The only director Jeff Bridges wrote to begging for a role: “I didn’t get it”
It’s probably been a long time since Jeff Bridges even had to audition for a role, with his legendary status ensuring that the Academy Award winner has scripts sent directly to his door begging him to sign on.
He’s been acting since he was a child, and once he fully committed to cinema as his vocation after choosing it over his first love of music, he was all-in. Bridges has been one of the industry’s most proven performers for over half a century, never giving a turn that’s anything less than watchable.

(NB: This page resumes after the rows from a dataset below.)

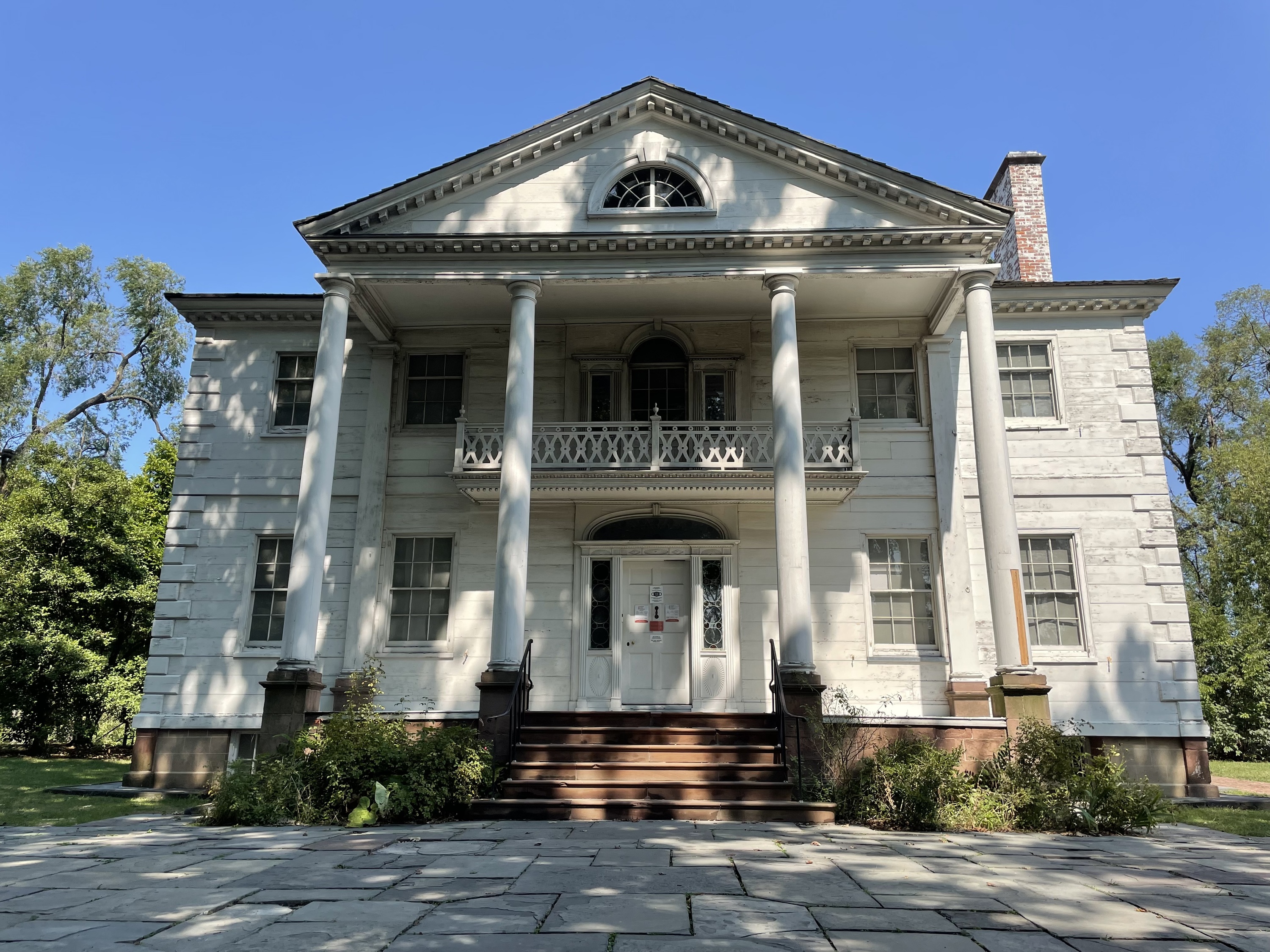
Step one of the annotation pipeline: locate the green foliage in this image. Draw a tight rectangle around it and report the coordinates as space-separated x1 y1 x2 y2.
837 735 970 830
1151 286 1270 759
0 440 175 751
0 245 190 472
210 666 494 826
818 720 1167 835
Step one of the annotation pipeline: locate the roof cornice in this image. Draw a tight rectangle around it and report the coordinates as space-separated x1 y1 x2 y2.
295 77 1011 237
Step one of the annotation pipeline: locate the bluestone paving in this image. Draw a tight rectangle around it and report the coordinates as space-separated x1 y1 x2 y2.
0 815 1270 952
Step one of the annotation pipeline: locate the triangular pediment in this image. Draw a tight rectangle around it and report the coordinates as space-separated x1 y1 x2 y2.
296 79 1010 237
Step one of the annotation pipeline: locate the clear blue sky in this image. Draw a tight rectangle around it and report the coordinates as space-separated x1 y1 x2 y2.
0 0 1270 465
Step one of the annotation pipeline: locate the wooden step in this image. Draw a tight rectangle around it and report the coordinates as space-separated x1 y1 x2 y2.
516 743 776 765
509 760 785 783
469 798 833 823
499 778 794 801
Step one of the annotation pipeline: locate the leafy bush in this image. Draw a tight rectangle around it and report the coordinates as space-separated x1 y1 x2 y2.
809 691 1168 835
208 668 493 825
836 735 970 830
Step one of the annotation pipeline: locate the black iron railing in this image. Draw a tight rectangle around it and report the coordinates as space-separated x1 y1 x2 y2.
489 638 533 787
767 640 810 801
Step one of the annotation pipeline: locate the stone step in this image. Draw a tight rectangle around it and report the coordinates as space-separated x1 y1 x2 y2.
469 797 833 823
516 743 776 765
521 725 776 746
509 760 785 783
499 778 794 801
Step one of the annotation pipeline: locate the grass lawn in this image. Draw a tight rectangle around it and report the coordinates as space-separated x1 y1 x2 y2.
1208 760 1270 783
1176 806 1270 836
0 757 203 826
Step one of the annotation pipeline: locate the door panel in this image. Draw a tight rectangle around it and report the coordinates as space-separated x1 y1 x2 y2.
622 560 692 704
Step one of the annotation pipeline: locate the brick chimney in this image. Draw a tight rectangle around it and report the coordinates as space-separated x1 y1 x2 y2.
984 152 1054 281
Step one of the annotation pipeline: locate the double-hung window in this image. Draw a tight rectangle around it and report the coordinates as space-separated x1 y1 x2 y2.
1019 536 1085 647
405 354 464 424
389 536 455 645
869 538 935 647
997 341 1058 418
248 538 291 645
273 354 318 428
856 347 917 420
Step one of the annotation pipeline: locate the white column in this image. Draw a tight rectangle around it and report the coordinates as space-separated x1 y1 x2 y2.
344 344 398 673
278 274 353 669
925 338 984 682
763 274 815 674
961 270 1027 671
489 278 542 671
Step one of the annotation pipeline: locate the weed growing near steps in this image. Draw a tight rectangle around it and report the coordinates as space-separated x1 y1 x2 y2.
208 666 493 825
813 698 1170 835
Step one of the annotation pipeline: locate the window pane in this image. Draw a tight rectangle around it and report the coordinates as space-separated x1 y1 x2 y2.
405 354 464 424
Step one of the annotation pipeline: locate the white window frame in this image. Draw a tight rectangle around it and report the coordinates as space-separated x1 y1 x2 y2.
993 330 1068 430
234 529 296 660
847 338 930 432
375 531 460 659
262 350 318 437
1019 527 1097 664
392 347 471 433
860 531 947 661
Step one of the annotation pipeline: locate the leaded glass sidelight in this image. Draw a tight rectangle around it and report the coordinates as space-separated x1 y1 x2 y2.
701 559 723 651
605 168 701 208
589 559 613 651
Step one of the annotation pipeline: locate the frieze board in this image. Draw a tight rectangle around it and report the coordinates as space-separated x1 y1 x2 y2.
296 81 1010 235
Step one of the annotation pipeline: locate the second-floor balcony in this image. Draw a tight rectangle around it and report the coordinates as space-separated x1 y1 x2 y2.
451 416 865 503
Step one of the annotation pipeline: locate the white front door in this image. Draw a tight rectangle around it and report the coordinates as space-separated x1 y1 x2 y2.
622 559 692 704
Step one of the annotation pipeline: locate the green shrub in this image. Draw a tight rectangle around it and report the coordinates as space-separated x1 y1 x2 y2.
837 735 970 830
208 669 493 825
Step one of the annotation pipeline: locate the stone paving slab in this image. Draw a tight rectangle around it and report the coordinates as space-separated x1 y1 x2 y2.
7 815 1270 952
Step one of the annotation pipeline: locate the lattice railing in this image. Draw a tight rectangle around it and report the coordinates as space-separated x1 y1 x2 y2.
455 416 859 472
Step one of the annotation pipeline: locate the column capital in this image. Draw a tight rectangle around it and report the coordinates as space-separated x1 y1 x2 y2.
507 274 542 301
314 274 354 300
763 270 798 296
956 264 1001 291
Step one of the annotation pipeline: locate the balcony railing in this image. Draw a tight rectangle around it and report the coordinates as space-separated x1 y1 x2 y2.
453 416 860 473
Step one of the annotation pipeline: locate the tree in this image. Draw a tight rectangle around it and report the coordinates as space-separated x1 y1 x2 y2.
0 439 177 750
0 245 189 489
1151 286 1270 758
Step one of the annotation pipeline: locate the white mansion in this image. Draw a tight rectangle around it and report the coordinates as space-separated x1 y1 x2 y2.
128 79 1209 793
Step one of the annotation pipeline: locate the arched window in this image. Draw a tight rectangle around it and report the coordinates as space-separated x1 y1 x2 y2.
630 338 688 420
605 166 702 208
591 515 723 542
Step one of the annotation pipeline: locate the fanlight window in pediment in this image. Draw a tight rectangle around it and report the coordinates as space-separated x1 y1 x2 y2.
605 166 704 208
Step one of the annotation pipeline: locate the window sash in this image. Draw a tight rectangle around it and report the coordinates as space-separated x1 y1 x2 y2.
248 537 291 644
997 343 1058 418
856 347 917 420
389 536 453 645
867 537 935 647
273 354 318 426
1019 536 1085 647
404 354 465 425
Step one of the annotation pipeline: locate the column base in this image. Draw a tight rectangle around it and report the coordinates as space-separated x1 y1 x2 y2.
944 680 992 717
988 671 1052 735
257 668 326 757
1182 737 1222 797
123 729 159 787
476 669 517 763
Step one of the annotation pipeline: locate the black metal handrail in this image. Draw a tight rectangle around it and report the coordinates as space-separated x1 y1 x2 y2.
490 638 533 787
767 638 810 802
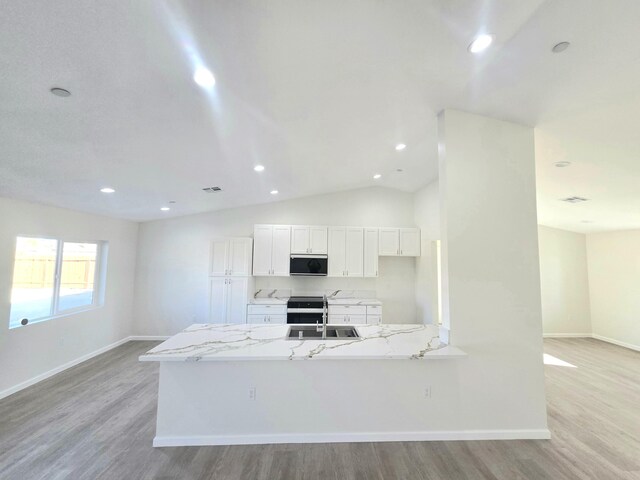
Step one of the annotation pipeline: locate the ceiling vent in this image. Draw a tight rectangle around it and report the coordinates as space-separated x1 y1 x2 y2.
560 197 589 203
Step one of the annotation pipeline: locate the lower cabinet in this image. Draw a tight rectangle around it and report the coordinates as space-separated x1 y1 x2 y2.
209 277 249 323
327 305 382 325
328 315 367 325
247 304 287 324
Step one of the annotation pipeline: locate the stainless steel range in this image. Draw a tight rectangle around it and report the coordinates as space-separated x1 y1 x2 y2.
287 297 324 324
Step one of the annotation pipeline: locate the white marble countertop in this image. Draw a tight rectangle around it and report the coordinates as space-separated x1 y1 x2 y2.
327 298 382 306
140 324 466 362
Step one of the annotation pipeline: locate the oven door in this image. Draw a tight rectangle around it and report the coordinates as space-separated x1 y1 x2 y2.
289 255 328 277
287 308 322 325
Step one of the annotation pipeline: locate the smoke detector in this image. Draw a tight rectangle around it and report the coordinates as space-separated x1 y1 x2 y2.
560 197 589 203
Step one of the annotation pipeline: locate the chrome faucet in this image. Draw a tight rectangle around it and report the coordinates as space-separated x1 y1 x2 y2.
316 295 327 340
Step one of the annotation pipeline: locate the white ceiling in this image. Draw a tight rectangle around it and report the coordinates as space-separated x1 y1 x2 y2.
0 0 640 231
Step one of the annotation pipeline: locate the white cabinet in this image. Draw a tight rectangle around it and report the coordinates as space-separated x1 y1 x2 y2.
327 315 367 325
209 277 249 323
247 315 287 324
378 228 420 257
328 227 364 277
363 228 379 277
253 225 291 277
291 225 327 255
328 304 382 325
209 238 251 277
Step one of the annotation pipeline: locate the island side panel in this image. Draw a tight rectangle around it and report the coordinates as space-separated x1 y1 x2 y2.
154 360 465 446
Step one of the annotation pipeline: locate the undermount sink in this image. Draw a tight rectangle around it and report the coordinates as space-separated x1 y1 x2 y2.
287 325 360 340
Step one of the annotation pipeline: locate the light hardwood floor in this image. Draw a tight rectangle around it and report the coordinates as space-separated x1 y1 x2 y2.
0 339 640 480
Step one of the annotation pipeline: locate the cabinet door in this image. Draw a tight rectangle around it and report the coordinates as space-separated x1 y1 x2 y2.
267 315 287 324
227 238 251 277
363 228 378 277
367 315 382 325
309 227 328 255
209 239 229 277
209 277 228 323
271 225 291 277
345 228 364 277
253 225 273 276
378 228 400 256
347 315 367 325
400 228 420 257
327 227 347 277
247 315 267 324
327 315 347 325
225 278 248 323
291 225 310 253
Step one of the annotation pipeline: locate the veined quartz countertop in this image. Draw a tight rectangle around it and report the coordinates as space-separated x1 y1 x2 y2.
140 324 466 362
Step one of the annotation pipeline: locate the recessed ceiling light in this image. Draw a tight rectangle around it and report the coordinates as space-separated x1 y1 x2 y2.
554 160 571 168
469 34 493 53
560 196 589 203
50 87 71 97
193 67 216 88
551 42 571 53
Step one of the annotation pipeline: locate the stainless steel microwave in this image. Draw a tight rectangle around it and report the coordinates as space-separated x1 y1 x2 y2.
289 255 328 277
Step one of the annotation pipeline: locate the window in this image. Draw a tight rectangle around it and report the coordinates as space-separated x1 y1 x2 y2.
9 237 106 328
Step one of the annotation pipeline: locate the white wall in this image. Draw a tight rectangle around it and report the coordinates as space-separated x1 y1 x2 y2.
538 226 591 335
135 187 416 335
0 198 138 397
414 180 440 324
438 110 547 436
587 230 640 350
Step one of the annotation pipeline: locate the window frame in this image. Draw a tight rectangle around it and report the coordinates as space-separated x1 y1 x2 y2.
9 235 109 329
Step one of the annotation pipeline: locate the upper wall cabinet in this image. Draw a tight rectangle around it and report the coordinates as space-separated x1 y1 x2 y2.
328 227 364 277
378 228 420 257
291 225 327 255
209 238 251 277
253 225 291 277
364 228 379 277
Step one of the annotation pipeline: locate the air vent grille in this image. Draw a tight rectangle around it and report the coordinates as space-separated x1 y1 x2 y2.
560 197 589 203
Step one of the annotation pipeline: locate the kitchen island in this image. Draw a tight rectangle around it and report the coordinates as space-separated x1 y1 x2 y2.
140 324 465 446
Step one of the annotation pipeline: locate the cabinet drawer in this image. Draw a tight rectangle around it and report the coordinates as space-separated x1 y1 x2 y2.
327 315 367 325
367 315 382 325
247 315 287 324
329 305 367 315
247 305 287 316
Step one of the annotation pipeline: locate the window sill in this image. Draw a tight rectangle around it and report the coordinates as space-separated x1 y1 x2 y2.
9 305 104 330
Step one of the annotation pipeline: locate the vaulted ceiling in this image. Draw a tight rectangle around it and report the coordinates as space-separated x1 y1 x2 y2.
0 0 640 230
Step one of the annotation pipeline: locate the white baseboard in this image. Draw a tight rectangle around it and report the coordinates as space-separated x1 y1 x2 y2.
591 333 640 352
129 335 170 342
153 429 551 447
0 335 169 400
0 337 130 400
542 333 593 338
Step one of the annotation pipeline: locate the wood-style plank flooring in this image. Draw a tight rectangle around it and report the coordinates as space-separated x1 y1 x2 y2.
0 339 640 480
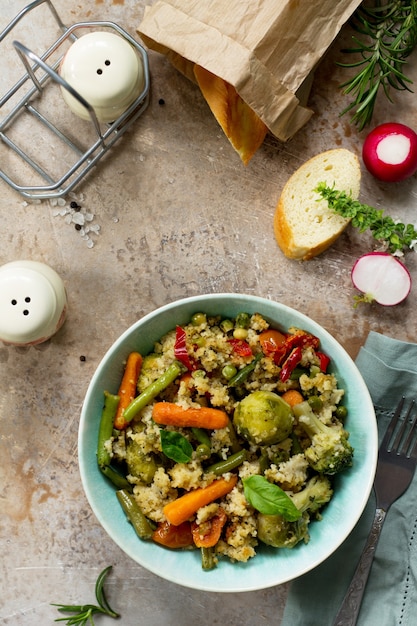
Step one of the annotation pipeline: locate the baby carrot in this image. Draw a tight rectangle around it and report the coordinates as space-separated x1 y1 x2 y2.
114 352 142 430
281 389 304 406
152 402 228 430
164 474 237 526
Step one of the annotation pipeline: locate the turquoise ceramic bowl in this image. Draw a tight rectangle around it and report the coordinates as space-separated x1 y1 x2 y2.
78 293 378 592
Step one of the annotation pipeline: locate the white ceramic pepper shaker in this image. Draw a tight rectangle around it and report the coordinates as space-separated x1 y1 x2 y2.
60 32 145 122
0 261 67 346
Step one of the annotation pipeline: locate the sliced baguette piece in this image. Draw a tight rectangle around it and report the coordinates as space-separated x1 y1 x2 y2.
274 148 361 261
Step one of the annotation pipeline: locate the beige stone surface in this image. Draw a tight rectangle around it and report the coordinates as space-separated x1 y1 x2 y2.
0 0 417 626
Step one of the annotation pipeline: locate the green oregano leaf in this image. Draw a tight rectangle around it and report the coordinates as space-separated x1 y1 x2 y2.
159 428 193 463
243 475 301 522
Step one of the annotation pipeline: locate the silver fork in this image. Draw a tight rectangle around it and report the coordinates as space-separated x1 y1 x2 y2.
333 398 417 626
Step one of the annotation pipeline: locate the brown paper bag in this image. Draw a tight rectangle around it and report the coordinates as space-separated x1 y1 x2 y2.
138 0 362 151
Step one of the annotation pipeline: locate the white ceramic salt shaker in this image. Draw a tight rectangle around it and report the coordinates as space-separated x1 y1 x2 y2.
60 31 145 122
0 261 67 346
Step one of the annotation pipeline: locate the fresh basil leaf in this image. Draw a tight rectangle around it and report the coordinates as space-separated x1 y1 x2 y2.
243 475 301 522
159 428 193 463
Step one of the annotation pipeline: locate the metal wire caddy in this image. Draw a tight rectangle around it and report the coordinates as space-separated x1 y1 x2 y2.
0 0 150 200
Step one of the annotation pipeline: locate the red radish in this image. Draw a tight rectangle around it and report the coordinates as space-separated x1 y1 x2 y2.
362 122 417 183
352 252 411 306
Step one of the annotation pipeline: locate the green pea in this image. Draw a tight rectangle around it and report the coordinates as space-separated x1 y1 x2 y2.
191 312 207 326
308 396 323 411
335 406 347 422
222 363 237 380
220 320 234 333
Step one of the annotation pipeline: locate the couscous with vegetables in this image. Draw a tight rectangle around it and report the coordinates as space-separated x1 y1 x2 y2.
97 312 353 569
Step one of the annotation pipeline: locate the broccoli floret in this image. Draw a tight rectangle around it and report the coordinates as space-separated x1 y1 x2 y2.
293 402 353 474
258 476 333 548
291 475 333 514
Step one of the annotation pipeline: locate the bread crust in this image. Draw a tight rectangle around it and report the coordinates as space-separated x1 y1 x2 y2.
274 148 361 261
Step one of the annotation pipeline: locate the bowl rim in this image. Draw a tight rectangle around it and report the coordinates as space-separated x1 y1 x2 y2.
78 292 378 593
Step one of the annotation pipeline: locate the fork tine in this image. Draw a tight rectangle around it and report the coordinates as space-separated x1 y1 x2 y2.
391 400 414 454
380 396 405 450
404 400 417 459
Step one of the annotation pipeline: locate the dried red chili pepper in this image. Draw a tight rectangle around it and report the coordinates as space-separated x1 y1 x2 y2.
279 346 303 383
174 326 196 370
227 339 252 356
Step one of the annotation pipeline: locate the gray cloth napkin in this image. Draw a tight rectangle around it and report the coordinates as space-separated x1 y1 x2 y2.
281 332 417 626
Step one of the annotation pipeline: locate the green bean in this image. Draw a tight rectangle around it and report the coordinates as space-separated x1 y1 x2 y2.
226 418 242 452
100 465 132 489
116 489 153 539
123 361 187 422
97 391 120 467
201 548 216 571
205 449 248 476
227 352 263 387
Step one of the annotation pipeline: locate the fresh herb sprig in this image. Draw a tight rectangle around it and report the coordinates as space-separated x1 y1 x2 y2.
316 183 417 255
338 0 417 130
52 565 120 626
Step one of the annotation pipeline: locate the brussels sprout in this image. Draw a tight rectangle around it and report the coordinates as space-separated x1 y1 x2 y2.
126 439 158 485
233 391 293 446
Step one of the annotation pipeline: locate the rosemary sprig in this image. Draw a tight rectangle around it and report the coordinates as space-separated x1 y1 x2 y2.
338 0 417 130
316 183 417 255
52 565 120 626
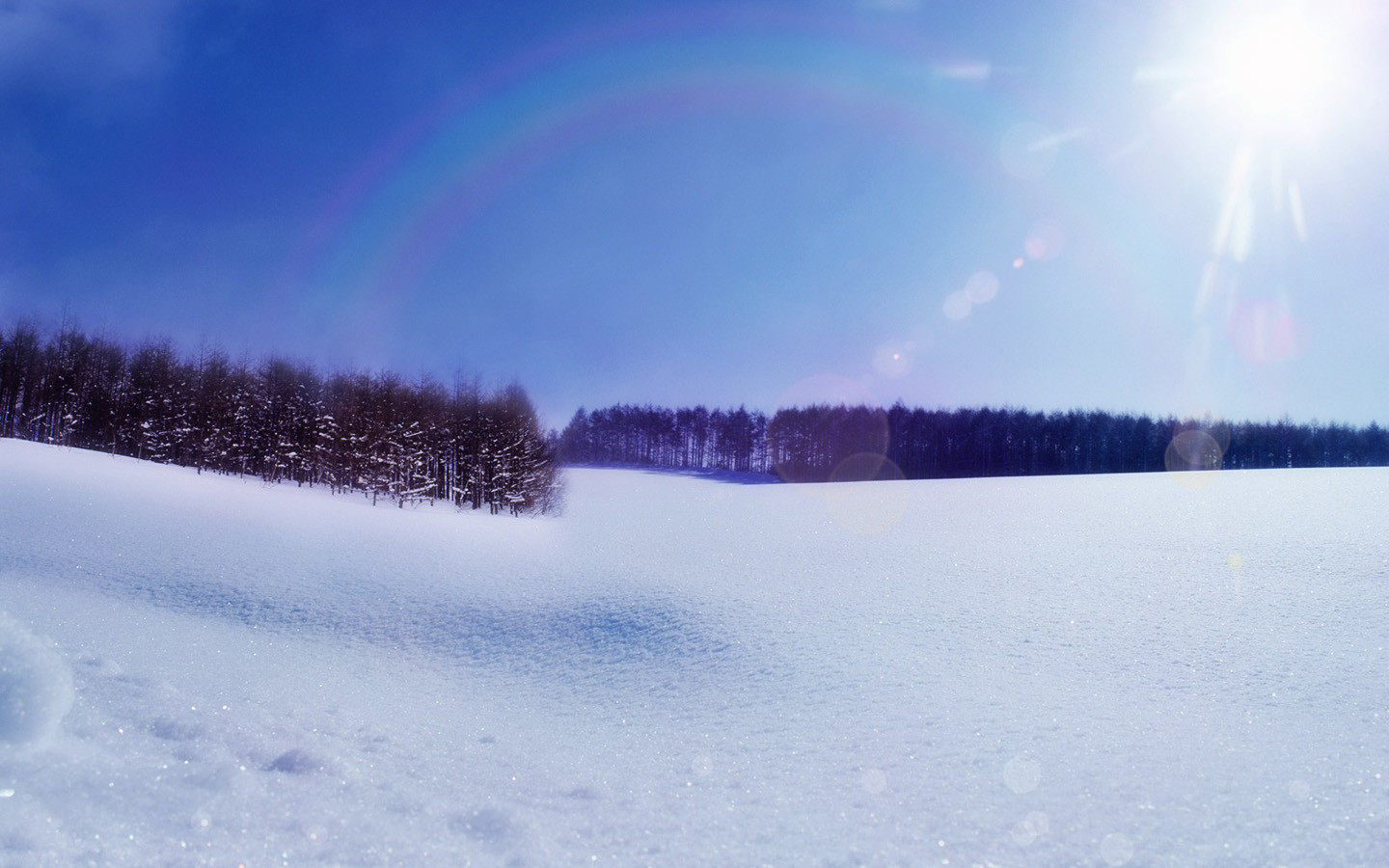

It’s brought him an Oscar win from seven nominations, a pair of Golden Globes, and a litany of memorable turns spanning from Michael Cimino’s Thunderbolt and Lightfoot opposite Clint Eastwood to the title role in John Carpenter’s Starman via the daunting task of stepping into John Wayne’s shoes as Rooster Cogburn in True Grit, and, of course, The Dude.
Bridges has been a household name since the 1970s, and he’s never been left struggling for work. That said, there was one part he was so desperate to play that he wrote to the director personally requesting that he be given the opportunity to play it. Unfortunately, his pleas fell on deaf ears. Maybe he wasn’t right for it, or perhaps there was an element of bias and favouritism in play, looking at who got the nod.
“The only director I ever wrote to, asking to be in their movie, was Martin Scorsese,” he told The List. “I wanted to play Judas in The Last Temptation of Christ. I loved that book; Nikos Kazantzakis is a great favourite of mine. But I didn’t get it.”
Scorsese’s most controversial picture was a passion project that he’d wanted to make for years, and when the time came to casting, Bridges’ appreciation for the material compelled him to reach out and throw his hat into the ring. Apparently, the legendary director couldn’t have cared less because he went ahead and hired one of his frequent collaborators and closest friends instead.
Harvey Keitel got the nod to play Judas Iscariot opposite Willem Dafoe’s Jesus Christ, and while it can’t be said that he’s not effective in the part, it would have been interesting to see how Bridges played it. After all, he and Keitel are two completely different actors who approach their performances in vastly differing ways, which might be why Scorsese decided to stick with what he knew.
The filmmaker was more aware than almost anybody else of what Keitel could bring to the table, and he’d never worked with Bridges before. He still hasn’t, but the Oscar winner more than likely hasn’t gone out of his way to self-write more job applications when, the first time, he reaped absolutely no rewards.